Diretor financeiro da CBF critica MP do futebol: 'Pode levar à falência'
Por Ulisses Gama
Foto: Reprodução/Sportv
Durante entrevista ao canal por assinatura Sportv na tarde desta quarta-feira (15), o diretor financeiro da Confederação Brasileira de Futebol (CBF), Rogério Caboclo, fez críticas à MP do futebol, proposta pelo governo federal. De acordo com o dirigente, o texto da medida provisória é prejudicial ao futuro do futebol brasileiro.
"Diria que o futebol brasileiro, formado por clubes, federações e CBF, entendem que a medida provisória, do jeito que foi constituída, é inexequível. É algo que ao invés de facilitar, melhorar, aprimorar e salvar financeiramente o futebol brasileiro, pode levá-lo à falência em prazo curto", afirmou.

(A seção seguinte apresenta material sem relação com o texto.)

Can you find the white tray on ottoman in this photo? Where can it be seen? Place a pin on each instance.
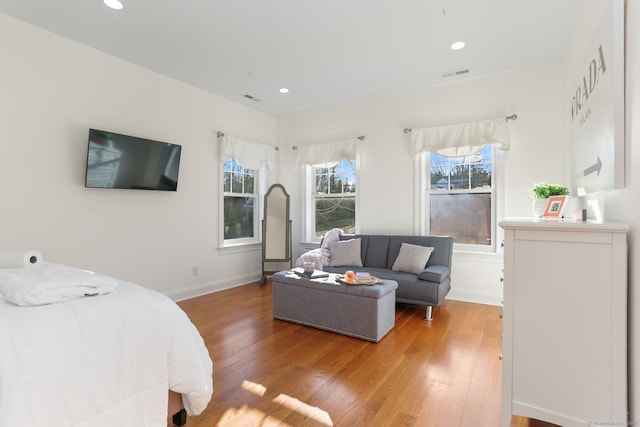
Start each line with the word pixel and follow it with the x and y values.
pixel 361 311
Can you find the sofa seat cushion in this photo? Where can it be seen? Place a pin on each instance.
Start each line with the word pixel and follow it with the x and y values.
pixel 410 288
pixel 435 273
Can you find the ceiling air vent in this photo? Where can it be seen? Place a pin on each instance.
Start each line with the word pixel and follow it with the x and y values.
pixel 253 98
pixel 455 73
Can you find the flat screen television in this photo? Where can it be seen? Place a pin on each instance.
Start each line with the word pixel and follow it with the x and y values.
pixel 123 161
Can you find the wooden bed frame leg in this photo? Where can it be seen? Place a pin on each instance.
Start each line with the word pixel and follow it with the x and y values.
pixel 180 418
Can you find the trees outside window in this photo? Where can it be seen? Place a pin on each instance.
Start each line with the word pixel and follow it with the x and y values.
pixel 334 198
pixel 461 197
pixel 240 202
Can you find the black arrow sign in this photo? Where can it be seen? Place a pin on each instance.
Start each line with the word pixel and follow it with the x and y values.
pixel 594 168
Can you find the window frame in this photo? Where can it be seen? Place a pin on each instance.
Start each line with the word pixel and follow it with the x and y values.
pixel 309 215
pixel 423 190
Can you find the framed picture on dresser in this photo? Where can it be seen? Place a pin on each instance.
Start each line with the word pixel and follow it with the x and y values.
pixel 555 206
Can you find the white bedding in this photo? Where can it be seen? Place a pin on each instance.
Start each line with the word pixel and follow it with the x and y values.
pixel 100 361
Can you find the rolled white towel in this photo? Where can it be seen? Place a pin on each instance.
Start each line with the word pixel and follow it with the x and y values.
pixel 49 283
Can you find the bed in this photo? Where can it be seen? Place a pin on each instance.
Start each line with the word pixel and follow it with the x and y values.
pixel 106 357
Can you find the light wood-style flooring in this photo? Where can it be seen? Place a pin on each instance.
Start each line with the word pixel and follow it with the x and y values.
pixel 273 373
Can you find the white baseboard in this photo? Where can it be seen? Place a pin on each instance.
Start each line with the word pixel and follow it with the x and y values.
pixel 478 297
pixel 210 287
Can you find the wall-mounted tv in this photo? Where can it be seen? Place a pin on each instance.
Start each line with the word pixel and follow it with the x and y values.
pixel 123 161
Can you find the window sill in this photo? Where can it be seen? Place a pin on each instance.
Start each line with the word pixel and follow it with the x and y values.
pixel 488 257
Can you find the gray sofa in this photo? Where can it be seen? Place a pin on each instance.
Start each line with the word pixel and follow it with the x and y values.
pixel 378 254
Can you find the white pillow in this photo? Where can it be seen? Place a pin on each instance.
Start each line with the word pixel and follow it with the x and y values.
pixel 412 258
pixel 345 253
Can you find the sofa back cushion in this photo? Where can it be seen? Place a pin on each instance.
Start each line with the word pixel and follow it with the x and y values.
pixel 345 253
pixel 442 248
pixel 374 249
pixel 381 251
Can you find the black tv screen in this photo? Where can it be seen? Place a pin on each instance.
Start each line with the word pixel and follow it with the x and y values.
pixel 123 161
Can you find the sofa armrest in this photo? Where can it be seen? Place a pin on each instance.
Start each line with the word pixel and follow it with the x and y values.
pixel 435 273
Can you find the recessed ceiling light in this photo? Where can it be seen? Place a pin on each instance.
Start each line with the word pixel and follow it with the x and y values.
pixel 113 4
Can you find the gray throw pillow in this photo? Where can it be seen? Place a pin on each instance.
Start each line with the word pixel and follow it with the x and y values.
pixel 345 253
pixel 412 258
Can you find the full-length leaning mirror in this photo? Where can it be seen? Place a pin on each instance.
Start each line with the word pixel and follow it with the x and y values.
pixel 276 230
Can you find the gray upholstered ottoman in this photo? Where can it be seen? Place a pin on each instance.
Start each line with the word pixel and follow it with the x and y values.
pixel 364 311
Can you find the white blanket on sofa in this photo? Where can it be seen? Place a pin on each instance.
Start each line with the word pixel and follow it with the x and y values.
pixel 320 256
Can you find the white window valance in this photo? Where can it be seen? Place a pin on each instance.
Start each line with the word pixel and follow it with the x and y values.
pixel 327 152
pixel 248 154
pixel 463 139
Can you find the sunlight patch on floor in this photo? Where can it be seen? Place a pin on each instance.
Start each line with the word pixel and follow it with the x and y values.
pixel 249 417
pixel 254 388
pixel 252 417
pixel 309 411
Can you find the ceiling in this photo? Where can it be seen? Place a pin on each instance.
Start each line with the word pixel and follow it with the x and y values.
pixel 326 52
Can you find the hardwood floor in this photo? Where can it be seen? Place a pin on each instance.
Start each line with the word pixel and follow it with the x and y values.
pixel 273 373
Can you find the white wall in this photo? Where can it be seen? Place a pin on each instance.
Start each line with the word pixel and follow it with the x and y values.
pixel 386 176
pixel 52 91
pixel 622 205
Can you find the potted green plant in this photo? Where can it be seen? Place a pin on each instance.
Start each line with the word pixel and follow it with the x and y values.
pixel 541 192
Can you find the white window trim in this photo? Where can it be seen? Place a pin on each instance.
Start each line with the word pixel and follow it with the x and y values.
pixel 422 192
pixel 308 211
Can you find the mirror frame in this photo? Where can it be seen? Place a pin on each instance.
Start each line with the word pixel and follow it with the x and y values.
pixel 276 188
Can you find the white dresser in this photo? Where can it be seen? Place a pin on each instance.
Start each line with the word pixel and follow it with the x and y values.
pixel 565 322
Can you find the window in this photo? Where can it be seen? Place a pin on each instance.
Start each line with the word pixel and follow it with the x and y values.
pixel 461 198
pixel 333 198
pixel 240 203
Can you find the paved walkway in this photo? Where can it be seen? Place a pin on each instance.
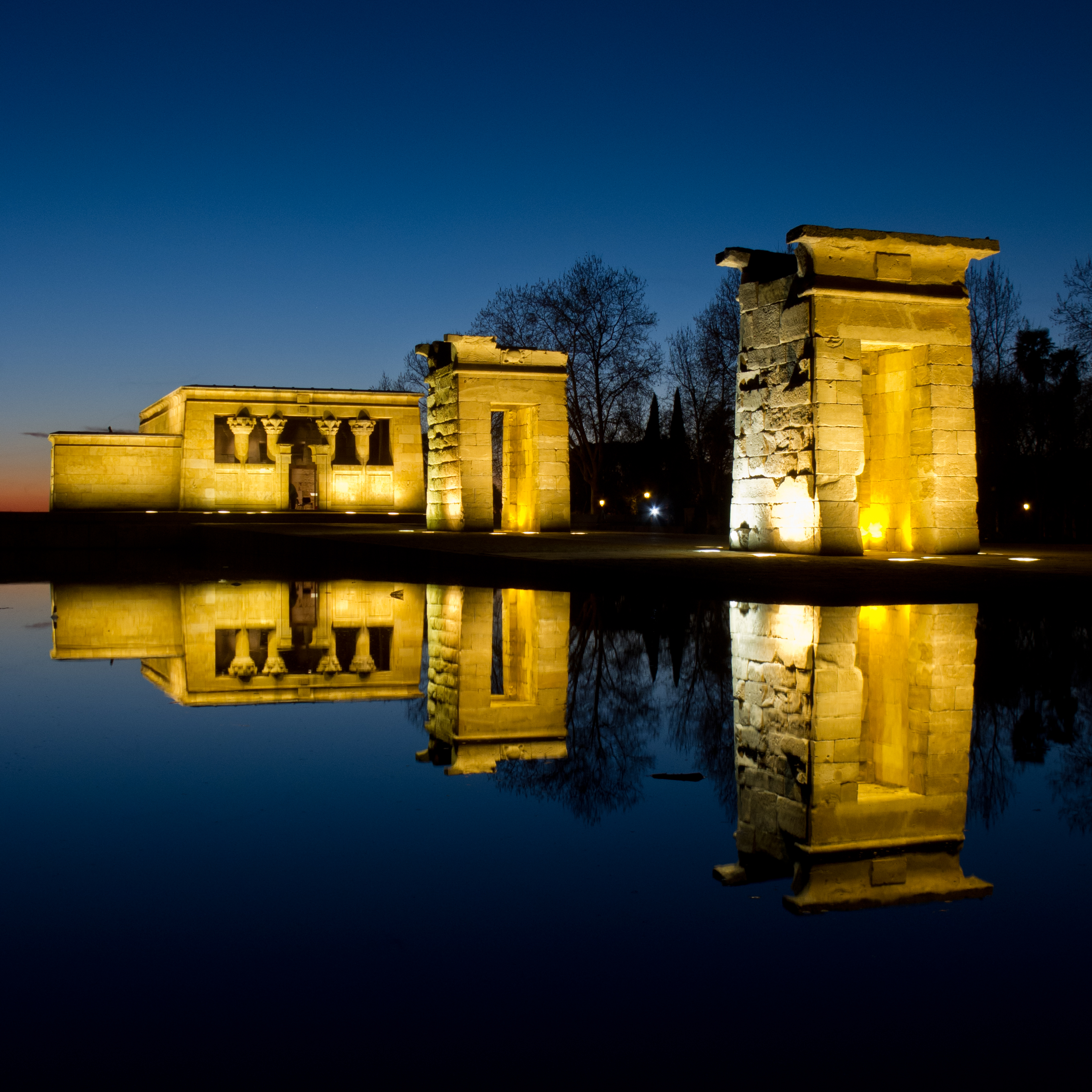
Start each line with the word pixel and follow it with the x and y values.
pixel 56 546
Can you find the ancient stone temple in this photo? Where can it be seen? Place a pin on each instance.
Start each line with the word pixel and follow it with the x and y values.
pixel 498 674
pixel 250 449
pixel 854 413
pixel 853 735
pixel 470 379
pixel 255 641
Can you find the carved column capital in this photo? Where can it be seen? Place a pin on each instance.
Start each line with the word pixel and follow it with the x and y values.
pixel 273 426
pixel 242 427
pixel 329 664
pixel 362 433
pixel 243 667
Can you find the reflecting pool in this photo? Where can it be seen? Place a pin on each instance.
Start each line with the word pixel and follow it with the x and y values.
pixel 299 823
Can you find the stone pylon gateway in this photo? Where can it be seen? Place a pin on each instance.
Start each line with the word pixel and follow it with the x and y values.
pixel 469 380
pixel 854 408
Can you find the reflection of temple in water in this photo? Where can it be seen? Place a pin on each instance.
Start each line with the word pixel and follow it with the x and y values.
pixel 255 641
pixel 497 676
pixel 853 733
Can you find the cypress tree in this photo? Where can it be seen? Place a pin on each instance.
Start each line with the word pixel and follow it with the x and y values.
pixel 677 432
pixel 652 429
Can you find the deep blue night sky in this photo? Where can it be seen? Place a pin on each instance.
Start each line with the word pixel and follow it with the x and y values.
pixel 297 194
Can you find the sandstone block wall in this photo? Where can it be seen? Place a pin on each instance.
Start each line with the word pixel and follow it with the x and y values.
pixel 528 720
pixel 774 498
pixel 852 726
pixel 173 631
pixel 470 379
pixel 115 471
pixel 254 486
pixel 854 413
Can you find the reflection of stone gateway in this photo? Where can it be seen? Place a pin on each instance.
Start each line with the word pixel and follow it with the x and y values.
pixel 853 732
pixel 471 726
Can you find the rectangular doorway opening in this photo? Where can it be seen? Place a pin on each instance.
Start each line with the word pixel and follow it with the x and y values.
pixel 497 447
pixel 884 490
pixel 520 469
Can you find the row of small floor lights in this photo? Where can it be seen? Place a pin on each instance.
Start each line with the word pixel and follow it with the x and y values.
pixel 925 557
pixel 708 550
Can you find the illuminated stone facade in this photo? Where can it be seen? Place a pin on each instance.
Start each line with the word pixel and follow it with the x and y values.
pixel 498 674
pixel 251 449
pixel 256 643
pixel 855 413
pixel 469 380
pixel 853 734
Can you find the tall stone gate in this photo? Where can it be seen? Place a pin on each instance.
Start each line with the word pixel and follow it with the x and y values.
pixel 854 412
pixel 469 380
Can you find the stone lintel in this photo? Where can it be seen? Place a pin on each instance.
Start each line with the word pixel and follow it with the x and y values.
pixel 815 233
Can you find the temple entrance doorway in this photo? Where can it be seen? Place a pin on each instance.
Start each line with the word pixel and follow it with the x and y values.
pixel 303 480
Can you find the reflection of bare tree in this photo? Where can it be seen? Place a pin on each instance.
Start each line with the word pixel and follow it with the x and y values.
pixel 991 787
pixel 610 717
pixel 700 708
pixel 1073 785
pixel 1033 688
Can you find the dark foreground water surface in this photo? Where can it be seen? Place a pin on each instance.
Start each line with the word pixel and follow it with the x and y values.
pixel 258 825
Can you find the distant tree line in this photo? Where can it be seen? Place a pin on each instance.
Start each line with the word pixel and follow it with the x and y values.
pixel 1033 410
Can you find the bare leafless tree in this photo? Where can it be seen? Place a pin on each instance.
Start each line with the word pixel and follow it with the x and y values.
pixel 597 317
pixel 1075 312
pixel 412 378
pixel 995 319
pixel 702 363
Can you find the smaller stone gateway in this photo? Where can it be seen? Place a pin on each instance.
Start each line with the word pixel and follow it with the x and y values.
pixel 854 408
pixel 469 380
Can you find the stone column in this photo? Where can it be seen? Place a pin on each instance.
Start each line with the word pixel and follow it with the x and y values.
pixel 362 661
pixel 362 433
pixel 243 667
pixel 275 665
pixel 242 427
pixel 322 455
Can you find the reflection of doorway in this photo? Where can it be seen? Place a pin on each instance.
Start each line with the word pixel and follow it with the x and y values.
pixel 303 480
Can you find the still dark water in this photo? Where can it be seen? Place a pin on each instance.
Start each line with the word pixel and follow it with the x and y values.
pixel 445 845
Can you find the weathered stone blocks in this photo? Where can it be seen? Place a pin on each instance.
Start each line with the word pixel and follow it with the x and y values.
pixel 876 370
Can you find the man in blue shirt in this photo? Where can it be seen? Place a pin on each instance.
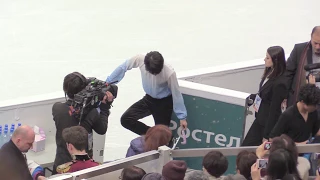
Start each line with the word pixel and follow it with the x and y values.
pixel 162 92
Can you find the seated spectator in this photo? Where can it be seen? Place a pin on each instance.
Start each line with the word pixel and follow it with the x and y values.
pixel 14 163
pixel 76 138
pixel 215 164
pixel 285 142
pixel 156 136
pixel 153 176
pixel 300 120
pixel 244 161
pixel 280 163
pixel 132 173
pixel 196 175
pixel 174 170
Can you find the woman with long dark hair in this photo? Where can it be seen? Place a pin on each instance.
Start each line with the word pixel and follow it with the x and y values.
pixel 280 164
pixel 267 102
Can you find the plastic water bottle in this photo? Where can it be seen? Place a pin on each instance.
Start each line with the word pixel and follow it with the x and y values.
pixel 1 138
pixel 5 136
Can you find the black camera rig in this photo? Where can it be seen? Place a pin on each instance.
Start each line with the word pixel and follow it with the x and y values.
pixel 90 97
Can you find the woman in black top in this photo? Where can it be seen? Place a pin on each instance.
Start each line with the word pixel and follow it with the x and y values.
pixel 267 102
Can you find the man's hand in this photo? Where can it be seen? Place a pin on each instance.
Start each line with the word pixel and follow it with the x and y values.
pixel 108 97
pixel 260 151
pixel 183 124
pixel 41 178
pixel 312 79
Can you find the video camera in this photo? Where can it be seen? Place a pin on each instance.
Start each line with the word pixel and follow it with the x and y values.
pixel 310 67
pixel 90 97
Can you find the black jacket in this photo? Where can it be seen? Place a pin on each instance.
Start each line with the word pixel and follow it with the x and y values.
pixel 272 93
pixel 13 165
pixel 92 121
pixel 294 71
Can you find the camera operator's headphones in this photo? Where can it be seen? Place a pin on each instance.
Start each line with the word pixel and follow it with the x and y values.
pixel 84 82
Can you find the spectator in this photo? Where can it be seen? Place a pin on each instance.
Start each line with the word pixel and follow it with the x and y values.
pixel 285 142
pixel 300 120
pixel 215 164
pixel 174 170
pixel 12 155
pixel 244 161
pixel 267 102
pixel 153 176
pixel 280 164
pixel 132 173
pixel 303 53
pixel 196 175
pixel 76 138
pixel 158 135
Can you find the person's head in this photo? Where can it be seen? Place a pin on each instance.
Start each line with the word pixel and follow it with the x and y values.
pixel 74 83
pixel 76 138
pixel 280 163
pixel 174 170
pixel 132 173
pixel 244 161
pixel 215 163
pixel 156 136
pixel 315 40
pixel 153 176
pixel 196 175
pixel 275 62
pixel 309 96
pixel 154 62
pixel 285 142
pixel 23 138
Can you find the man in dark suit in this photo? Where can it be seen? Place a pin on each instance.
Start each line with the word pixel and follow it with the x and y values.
pixel 302 54
pixel 13 161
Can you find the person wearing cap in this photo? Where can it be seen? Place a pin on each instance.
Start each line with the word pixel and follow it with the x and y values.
pixel 174 170
pixel 215 164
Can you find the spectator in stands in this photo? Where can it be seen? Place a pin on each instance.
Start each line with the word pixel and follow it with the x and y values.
pixel 267 102
pixel 285 142
pixel 76 138
pixel 156 136
pixel 244 161
pixel 318 175
pixel 196 175
pixel 215 164
pixel 280 164
pixel 300 121
pixel 302 54
pixel 92 121
pixel 13 159
pixel 153 176
pixel 174 170
pixel 132 173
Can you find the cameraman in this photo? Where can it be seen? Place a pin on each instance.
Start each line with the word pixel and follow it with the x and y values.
pixel 302 54
pixel 92 120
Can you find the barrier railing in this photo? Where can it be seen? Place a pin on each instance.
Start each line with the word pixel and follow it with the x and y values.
pixel 233 151
pixel 164 155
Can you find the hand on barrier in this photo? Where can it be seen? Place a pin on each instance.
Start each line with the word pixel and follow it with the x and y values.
pixel 183 123
pixel 183 137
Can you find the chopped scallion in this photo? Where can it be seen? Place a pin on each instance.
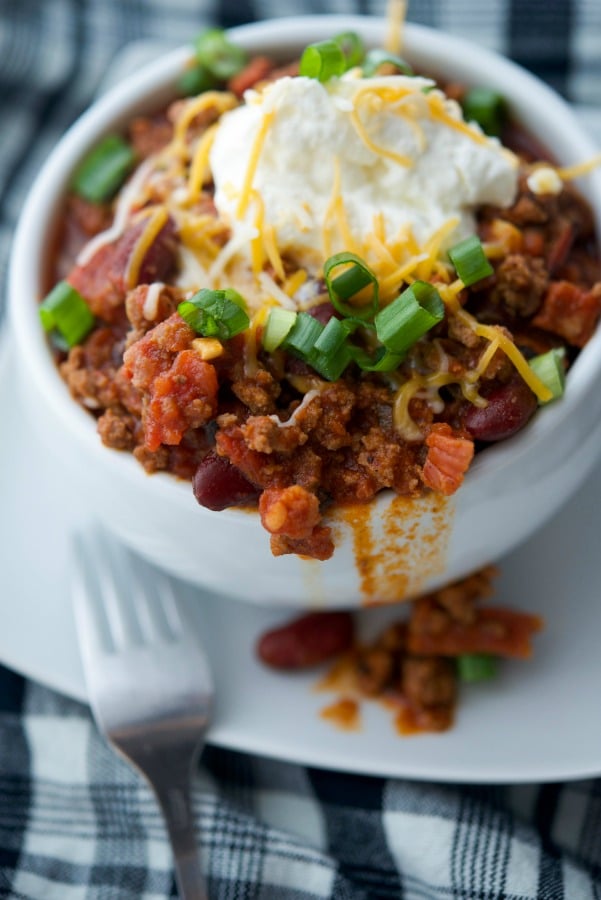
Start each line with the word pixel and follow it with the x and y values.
pixel 352 47
pixel 303 335
pixel 470 261
pixel 219 314
pixel 549 367
pixel 323 60
pixel 346 285
pixel 400 324
pixel 218 55
pixel 277 328
pixel 104 169
pixel 332 364
pixel 472 667
pixel 377 58
pixel 195 80
pixel 486 107
pixel 66 311
pixel 332 337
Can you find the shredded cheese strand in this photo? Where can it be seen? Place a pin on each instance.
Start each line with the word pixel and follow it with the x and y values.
pixel 253 163
pixel 155 223
pixel 221 100
pixel 585 168
pixel 395 20
pixel 199 170
pixel 399 158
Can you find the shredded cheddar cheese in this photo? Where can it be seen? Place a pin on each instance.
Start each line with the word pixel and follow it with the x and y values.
pixel 199 170
pixel 395 20
pixel 155 222
pixel 568 173
pixel 387 153
pixel 221 101
pixel 244 198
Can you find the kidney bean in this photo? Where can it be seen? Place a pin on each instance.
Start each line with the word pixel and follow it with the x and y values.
pixel 306 641
pixel 510 406
pixel 217 484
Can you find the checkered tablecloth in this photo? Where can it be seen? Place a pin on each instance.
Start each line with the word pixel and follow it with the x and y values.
pixel 75 822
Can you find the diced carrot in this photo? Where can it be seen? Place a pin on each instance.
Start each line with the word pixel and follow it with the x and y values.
pixel 448 459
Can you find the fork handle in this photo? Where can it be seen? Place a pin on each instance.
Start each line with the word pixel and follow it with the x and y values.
pixel 175 802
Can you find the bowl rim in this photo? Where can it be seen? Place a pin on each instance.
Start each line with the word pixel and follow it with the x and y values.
pixel 288 35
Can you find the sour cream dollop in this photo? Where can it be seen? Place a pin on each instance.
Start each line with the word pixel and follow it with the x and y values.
pixel 392 147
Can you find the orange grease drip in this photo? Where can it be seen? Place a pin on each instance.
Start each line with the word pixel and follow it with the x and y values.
pixel 344 713
pixel 400 546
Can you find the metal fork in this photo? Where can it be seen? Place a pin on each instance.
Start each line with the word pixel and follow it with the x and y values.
pixel 148 681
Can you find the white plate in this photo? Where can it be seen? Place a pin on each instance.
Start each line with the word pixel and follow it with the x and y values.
pixel 538 721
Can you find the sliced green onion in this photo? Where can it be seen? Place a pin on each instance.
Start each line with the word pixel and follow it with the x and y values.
pixel 377 58
pixel 349 283
pixel 330 365
pixel 550 369
pixel 323 61
pixel 486 107
pixel 277 328
pixel 219 314
pixel 303 335
pixel 104 170
pixel 66 311
pixel 352 47
pixel 472 667
pixel 218 55
pixel 195 80
pixel 400 324
pixel 332 337
pixel 470 261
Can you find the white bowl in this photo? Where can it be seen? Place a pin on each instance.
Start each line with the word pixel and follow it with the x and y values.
pixel 392 548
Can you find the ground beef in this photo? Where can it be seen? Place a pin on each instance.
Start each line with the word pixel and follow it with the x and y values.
pixel 149 135
pixel 520 284
pixel 117 429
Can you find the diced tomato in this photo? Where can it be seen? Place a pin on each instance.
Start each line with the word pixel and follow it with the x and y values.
pixel 570 312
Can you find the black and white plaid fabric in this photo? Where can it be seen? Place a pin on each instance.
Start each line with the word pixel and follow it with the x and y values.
pixel 75 822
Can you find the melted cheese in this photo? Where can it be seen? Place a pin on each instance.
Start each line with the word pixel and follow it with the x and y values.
pixel 130 196
pixel 307 399
pixel 156 221
pixel 150 310
pixel 252 164
pixel 585 168
pixel 199 170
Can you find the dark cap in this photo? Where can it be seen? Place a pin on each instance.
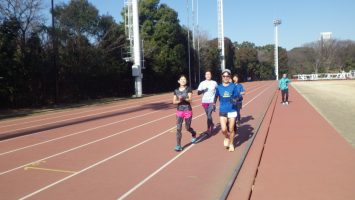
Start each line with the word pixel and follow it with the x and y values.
pixel 227 70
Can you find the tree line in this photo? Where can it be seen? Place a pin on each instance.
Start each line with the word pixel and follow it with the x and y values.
pixel 81 56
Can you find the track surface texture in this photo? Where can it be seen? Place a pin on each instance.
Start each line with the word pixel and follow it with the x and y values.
pixel 124 150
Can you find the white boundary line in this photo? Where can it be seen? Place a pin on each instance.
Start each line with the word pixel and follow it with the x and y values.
pixel 89 143
pixel 170 161
pixel 113 156
pixel 76 133
pixel 81 110
pixel 53 122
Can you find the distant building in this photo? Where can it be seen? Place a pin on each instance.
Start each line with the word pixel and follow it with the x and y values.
pixel 326 36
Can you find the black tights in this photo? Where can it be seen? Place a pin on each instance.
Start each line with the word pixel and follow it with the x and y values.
pixel 284 94
pixel 179 121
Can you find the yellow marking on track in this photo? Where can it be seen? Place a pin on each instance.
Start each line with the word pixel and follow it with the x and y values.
pixel 37 163
pixel 50 170
pixel 198 132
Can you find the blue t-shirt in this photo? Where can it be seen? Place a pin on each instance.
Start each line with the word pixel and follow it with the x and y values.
pixel 240 89
pixel 226 95
pixel 283 83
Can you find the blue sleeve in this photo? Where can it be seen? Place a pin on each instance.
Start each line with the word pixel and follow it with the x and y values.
pixel 236 92
pixel 217 91
pixel 242 88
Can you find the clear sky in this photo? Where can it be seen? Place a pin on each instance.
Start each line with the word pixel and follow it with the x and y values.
pixel 252 20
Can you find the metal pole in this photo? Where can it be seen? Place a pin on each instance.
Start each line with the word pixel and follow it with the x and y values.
pixel 188 40
pixel 276 51
pixel 221 33
pixel 198 47
pixel 136 68
pixel 54 51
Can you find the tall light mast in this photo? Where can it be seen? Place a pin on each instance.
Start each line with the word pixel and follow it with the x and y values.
pixel 276 51
pixel 221 33
pixel 132 31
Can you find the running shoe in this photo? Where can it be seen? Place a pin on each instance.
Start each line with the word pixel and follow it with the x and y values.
pixel 226 142
pixel 178 148
pixel 231 148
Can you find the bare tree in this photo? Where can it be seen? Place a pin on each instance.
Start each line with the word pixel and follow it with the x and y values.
pixel 325 54
pixel 27 12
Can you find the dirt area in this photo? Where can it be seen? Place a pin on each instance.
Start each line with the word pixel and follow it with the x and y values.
pixel 335 100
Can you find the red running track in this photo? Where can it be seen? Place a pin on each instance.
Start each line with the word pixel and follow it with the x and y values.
pixel 122 150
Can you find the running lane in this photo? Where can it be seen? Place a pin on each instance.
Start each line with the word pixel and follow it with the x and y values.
pixel 129 158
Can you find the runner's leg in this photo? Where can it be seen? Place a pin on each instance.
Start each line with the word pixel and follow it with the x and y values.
pixel 179 121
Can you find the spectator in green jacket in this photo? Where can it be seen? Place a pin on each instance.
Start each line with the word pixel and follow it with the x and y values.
pixel 283 86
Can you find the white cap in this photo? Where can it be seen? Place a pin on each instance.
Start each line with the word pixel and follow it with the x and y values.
pixel 227 70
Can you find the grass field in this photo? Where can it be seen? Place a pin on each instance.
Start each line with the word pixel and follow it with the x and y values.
pixel 335 101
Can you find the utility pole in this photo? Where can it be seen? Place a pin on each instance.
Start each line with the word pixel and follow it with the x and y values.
pixel 276 51
pixel 221 33
pixel 188 39
pixel 136 68
pixel 54 55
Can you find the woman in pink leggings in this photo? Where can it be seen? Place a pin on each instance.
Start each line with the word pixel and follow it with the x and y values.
pixel 183 98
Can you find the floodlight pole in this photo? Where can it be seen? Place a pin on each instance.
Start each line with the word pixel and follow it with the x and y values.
pixel 136 68
pixel 276 52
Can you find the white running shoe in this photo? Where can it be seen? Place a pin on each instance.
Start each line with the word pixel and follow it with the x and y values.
pixel 226 142
pixel 231 148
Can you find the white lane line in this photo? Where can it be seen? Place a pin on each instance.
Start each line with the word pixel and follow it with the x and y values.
pixel 90 129
pixel 71 110
pixel 76 133
pixel 53 122
pixel 113 156
pixel 92 142
pixel 170 161
pixel 154 173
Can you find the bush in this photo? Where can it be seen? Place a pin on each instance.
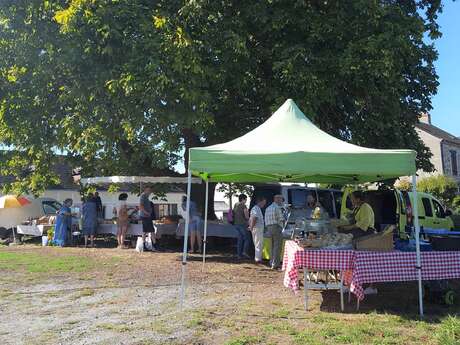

O artigo, que prevê o refinanciamento das dívidas dos clubes em troca de transparência na gestão financeira, não são bem vistos por Caboclo. "A medida provisória, na verdade, é um ato separatista. Ela promove cisão da unidade do futebol brasileiro, condenando os clubes que venham a aderir à MP, buscando parcelamento dos seus débitos. Condená-los na participação das competições oficiais para as quais eles estão qualificados. Isso porque estabelece que, uma vez que esses clubes façam a adesão ao parcelamento, a eles vai ser exigido, para que continuem jogando as competições, que uma série de mudanças estatutárias e regulamentares sejam implementadas por decisão de órgãos colegiados compostos por outros clubes, alguns não aderentes e adversários, pelas federações, pela CBF e pelos organismos internacionais do futebol, caso da Conmebol e da Fifa, uma vez que a medida provisória não é limitada ao mercado nacional."
A Comissão Especial que irá analisar a medida provisória será instalada na próxima quarta-feira (22).